The government is gunning for record foreign aid utilisation next fiscal year with the view to wooing the electorate ahead of the national election scheduled for 2019. Bangladesh could never utilise more than $4 billion of foreign aid in a year, but the government plans to utilise about $7.55 billion of foreign aid in fiscal 2017-18. The disclosure comes after Finance Minister AMA Muhith last week said the budget for fiscal 2017-18 — the last full fiscal year before the elections — will be an exceptional one. The government wants to accelerate the progress of a number of transformational projects such that they can take some shape when the Awami League gets into campaigning mode, said planning ministry officials. Meanwhile, Prime Minister Sheikh Hasina yesterday approved Tk 153,331 crore as the outlay for next fiscal year’s Annual Development Programme, which is 39 percent higher than the current year’s allocation. The government’s own fund contribution has been raised 23.98 percent to Tk 96,331 crore and foreign fund 73.32 percent to Tk 57,000 crore.
The government is set to implement the new VAT law from July this year but with some modifications to give some comfort to businesses and consumers. The development comes after Prime Minister Sheikh Hasina at a meeting on proposed budgetary measures for fiscal 2017-18 on Sunday night gave the nod to the adjustments in the VAT law. He said most of the issues regarding the implementation of the VAT law have been finalized; the rest will be sorted later by the prime minister and the finance minister. Finance ministry officials said the uniform VAT rate under the new law will most definitely be flat 12.0% instead of the 15.0% rate that was envisaged when the law was framed in 2012.
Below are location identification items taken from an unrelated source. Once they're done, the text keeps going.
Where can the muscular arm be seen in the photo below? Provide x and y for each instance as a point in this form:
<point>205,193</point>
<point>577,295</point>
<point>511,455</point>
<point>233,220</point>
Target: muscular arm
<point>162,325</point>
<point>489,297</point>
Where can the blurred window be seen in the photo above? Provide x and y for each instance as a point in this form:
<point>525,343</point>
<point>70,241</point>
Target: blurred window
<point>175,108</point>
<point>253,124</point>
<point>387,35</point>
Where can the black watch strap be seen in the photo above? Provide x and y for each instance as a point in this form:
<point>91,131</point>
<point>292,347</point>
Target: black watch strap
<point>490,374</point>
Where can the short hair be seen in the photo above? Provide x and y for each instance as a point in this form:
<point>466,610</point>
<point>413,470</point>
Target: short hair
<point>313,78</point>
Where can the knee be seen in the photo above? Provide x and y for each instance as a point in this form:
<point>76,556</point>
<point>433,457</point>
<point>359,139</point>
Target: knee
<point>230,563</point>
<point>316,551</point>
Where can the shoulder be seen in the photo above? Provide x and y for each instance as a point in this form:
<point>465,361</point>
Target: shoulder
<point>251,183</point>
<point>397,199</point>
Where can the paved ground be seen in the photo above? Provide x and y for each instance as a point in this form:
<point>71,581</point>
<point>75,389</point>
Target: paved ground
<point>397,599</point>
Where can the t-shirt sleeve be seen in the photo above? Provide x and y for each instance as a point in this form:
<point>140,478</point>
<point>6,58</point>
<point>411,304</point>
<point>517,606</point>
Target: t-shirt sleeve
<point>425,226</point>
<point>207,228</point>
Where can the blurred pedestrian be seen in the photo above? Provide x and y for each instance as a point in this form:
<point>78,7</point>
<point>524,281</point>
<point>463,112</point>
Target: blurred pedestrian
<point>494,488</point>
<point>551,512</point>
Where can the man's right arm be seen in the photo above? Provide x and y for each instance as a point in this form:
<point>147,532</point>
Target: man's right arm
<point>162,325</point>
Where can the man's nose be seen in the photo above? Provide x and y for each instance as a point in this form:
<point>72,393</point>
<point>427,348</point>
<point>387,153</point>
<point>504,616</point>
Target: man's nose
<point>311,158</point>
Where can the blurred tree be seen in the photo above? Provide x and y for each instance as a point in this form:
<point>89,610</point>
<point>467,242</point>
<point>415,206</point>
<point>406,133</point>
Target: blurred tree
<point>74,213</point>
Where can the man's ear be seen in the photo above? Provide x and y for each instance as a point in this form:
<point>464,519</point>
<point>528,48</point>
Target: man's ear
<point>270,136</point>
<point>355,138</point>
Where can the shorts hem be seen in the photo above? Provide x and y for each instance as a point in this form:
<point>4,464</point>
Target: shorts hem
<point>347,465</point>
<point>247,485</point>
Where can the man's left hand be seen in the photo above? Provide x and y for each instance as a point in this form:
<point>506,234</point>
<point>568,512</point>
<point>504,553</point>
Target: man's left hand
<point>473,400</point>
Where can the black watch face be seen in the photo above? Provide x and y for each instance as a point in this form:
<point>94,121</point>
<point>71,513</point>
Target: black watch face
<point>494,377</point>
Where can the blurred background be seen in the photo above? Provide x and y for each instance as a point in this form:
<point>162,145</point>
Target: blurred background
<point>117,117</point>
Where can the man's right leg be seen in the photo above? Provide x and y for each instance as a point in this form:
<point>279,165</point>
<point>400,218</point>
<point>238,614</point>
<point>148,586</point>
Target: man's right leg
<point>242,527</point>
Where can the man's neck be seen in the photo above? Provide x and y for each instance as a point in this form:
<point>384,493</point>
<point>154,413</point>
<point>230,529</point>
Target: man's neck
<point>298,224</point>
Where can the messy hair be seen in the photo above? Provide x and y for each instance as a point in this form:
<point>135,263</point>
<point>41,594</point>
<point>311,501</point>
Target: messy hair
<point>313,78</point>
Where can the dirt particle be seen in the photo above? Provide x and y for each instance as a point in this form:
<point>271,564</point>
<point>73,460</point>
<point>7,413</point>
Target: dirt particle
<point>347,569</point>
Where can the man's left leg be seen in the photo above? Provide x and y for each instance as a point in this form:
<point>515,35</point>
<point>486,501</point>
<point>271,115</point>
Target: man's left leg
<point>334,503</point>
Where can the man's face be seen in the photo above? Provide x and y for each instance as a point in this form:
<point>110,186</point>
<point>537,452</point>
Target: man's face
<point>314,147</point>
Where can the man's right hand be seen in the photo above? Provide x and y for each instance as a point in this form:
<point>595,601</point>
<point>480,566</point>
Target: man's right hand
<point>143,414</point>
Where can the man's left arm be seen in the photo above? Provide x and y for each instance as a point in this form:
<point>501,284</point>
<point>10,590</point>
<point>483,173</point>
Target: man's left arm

Bangladesh signs two One Belt, One Road (OBOR) deals with China
Bangladesh signed two agreements with China under the OBOR initiative in the global forum that concluded Monday in Beijing with a massage of not pushing any political agenda among the participating countries. Under the couple of deals, China will enhance industrial investment, trade connectivity and finance power-grid upgrading, thermal power, coalmine modernization, tyre-factory projects in Bangladesh, one of China’s key OBOR locations entering the Indian Ocean. Details of the treaties were not available till the filing of the report.
Government shortlists four international companies for Matarbari LNG terminal
Power Cell has short-listed four international firms to build an onshore LNG (liquefied natural gas) terminal under an equity partnership of developer, financier and a state-owned entity of Bangladesh, said officials. The proposed terminal having a capacity of 3.5 million tonnes per year would be built at Matarbari of Moheshkhali Island in the Bay of Bengal, director general of Power Cell Mohammad Hossain told the FE Monday. The short-listed firms have been selected from among 15 contenders that initially submitted expression of interests (EoIs), he said. The short-listed firms are Japan’s Mitsui & Co. Ltd, China’s consortium of China Huanqiu Contracting and Engineering Corporation & Yifeng Industrial Gas Co Ltd, India’s Petronet and Royal Dutch’s Shell EP International Ltd.